Selama orde baru, pendidikan hanyalah pabrik untuk menciptakan tenaga kerja dan sekrup-sekrup industri untuk membangun perekonomian dan infrastruktur bangsa. Konsep link and match antara industri dan institusi pendidikan sudah menjadi hal yang wajar. Ketika reformasi terjadi, seharusnya yang direformasi bukan hanya sistem, namun keseluruhan paradigmanya. Sulitnya adalah, 30 tahun berkuasa membuat doktrin orde baru begitu mengakar sehingga tetap terbawa bahkan hingga saat ini, 18 tahun paska reformasi. Permasalahannya adalah, keadaan masa kini sudah sangat berbeda dengan dulu, yang mana saat ini globalisasi sudah menjadi Tuhan yang dipatuhi semua negara. Globalisasi, yang mengaburkan batas-batas wilayah maupun batas-batas budaya menjadikan dunia menjadi arena persaingan raksasa. Ketika Indonesia butuh kembali menemukan jati dirinya yang hilang ditenggelamkan 30 tahun kekuasaan orde baru, negeri ini sudah terlanjur terseret persaingan global, yang mana hanya punya satu hukum: survival of the fittest, yang mau mengikutilah akan aman dan yang tidak akan tertinggal.
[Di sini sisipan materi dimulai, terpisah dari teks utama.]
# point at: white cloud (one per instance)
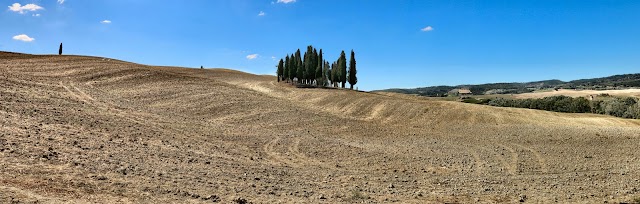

Dengan arus global yang begitu kuat, diperlukan tekad yang kuat untuk berontak dari globalisasi, karena itulah satu-satunya cara pendidikan kembali pada jalurnya yang benar. Sedangkan berontak dari globalisasi berarti akan tertinggal dari perlombaan gila-gilaan yang tengah terjadi. Tak usah dalam skala global, MEA yang selama ini diagung-agungkan sendiri sudah menjebak Indonesia dalam kubangan persaingan yang tidak bisa begitu saja ditinggalkan. Inilah yang aku katakan dalam tulisan pertama sebagai penindasan terhadap pendidikan. Akhirnya apa? Pendidikan terjebak dalam dilema yang besar antara memenuhi kebutuhan ekstrinsik negara atau mengisi fondasi intrinsik negara yang selama ini dikikis oleh budaya global. Sekarang semua mata mau tidak mau mengarah pada kerja, wirausaha, ataupun segala hal yang bersifat praktis. Tujuan utama pendidikan sebagai pengutuh manusia hanya jadi slogan tanpa makna. Produk menjadi yang sangat utama ketimbang proses. Ya, sekarang pendidikan adalah dilema bagiku. Ia selalu serba salah. Semua orang tahu ia begitu penting tapi paradigma masih terjebak pragmatis. Ia dipuja-puja sekaligus dilupakan. Ia diagungkan sekaligus diremehkan.

Tridharma versus Tut Wuri

Seperti yang aku katakan di awal, pendidikan adalah kunci semua permasalahan bangsa, maka bila pendidikan saja tidak bisa dimerdekakan, maka semua jalan lainnya akan tertutup dengan sendirinya, terjebak dalam lingkaran setan. Maka adalah suatu keharusan besar untuk segera membenahi pendidikan. Tapi dengan terjebaknya pendidikan dalam penindasan globalisasi, apakah lalu tidak ada jalan keluar? Seperti yang telah dijelaskan sebelumnya, membangun dua unsur manusia secara simultan tidaklah mudah. Sedangkan untuk hanya prioritas pada unsur intrinsik sendiri, butuh pemimpin yang benar-benar tegas untuk bisa keluar dari arus global dan mulai berusaha berdiri di kaki sendiri. Membiarkan paradigma dalam arah unsur ekstrinsik tentu juga hal yang buruk. Maka satu-satunya jalan adalah mencari jalan tengahnya: pengembangan kedua unsur manusia bisa saja dilakukan dalam satu sistem yang sama namun tidak perlu dilakukan secara bersamaan. Maksudnya apa? Kembangkan manusia secara bertahap dan dengan pembagian paradigma yang jelas: kembangkan dulu karakternya baru kemudian pengetahuan dan keterampilannya.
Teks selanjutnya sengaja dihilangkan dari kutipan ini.